9. Ve düşünmeye devam edelim lütfen, “hainlik” ve “kahramanlık” göreceli kavramlardır, siyasal konjonktüre, sosyal dengelere göre değişebilir kolaylıkla… Sur’u, Cizre’yi, Yüksekova’yı yerle bir edenler, 15 Temmuz’da, Batı’ya çevirdi silahlarının namlusunu, “Darbeye Hayır” diyen insanların üzerine ateş açarak iki yüzden fazla insanın ölümüne neden oldu?

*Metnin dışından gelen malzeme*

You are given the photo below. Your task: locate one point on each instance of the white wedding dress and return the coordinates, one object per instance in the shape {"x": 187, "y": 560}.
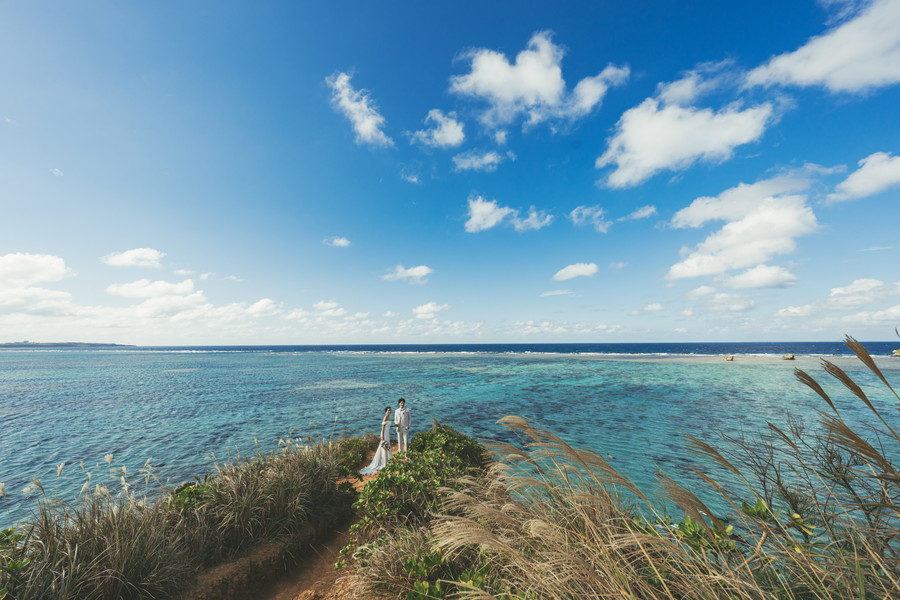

Kürtlere aynı muameleyi uyguladıkları için “kahraman” ilan edilenler, sözcüğün tam anlamıyla alçaklaşıyordu bu kez de… Düşünmeden edemiyor insan: Güneydoğu’daki görüntüler, darbenin psikolojik zeminini hazırlamak için yaratılmış olmasındı? TBMM’yi bombalayan uçakların Diyarbakır’dan havalandığı iddialarını düşünürsek, inanın, bu, hiç de uzak gelmiyor bana…
 
10. Darbe girişimi bir kez daha göstermiştir ki, dinin siyasete alet edilmesi büyük bir yanlıştır ve laiklik ülke için yaşamsal önemdedir.  Öte yandan beğenmediğin bir iktidarı demokratik olmayan yollardan düşürme talebi de aşağılıktır. Bunun panzehiri “Ne darbe, ne tek adam diktası” diyen ve demokratik, laik, hukuk devletinden yana olan güçlerin sesinin daha gür çıkmasındadır. Bu yapılmadığı takdirde, bizi, çok daha karanlık günlerin beklediği açıktır.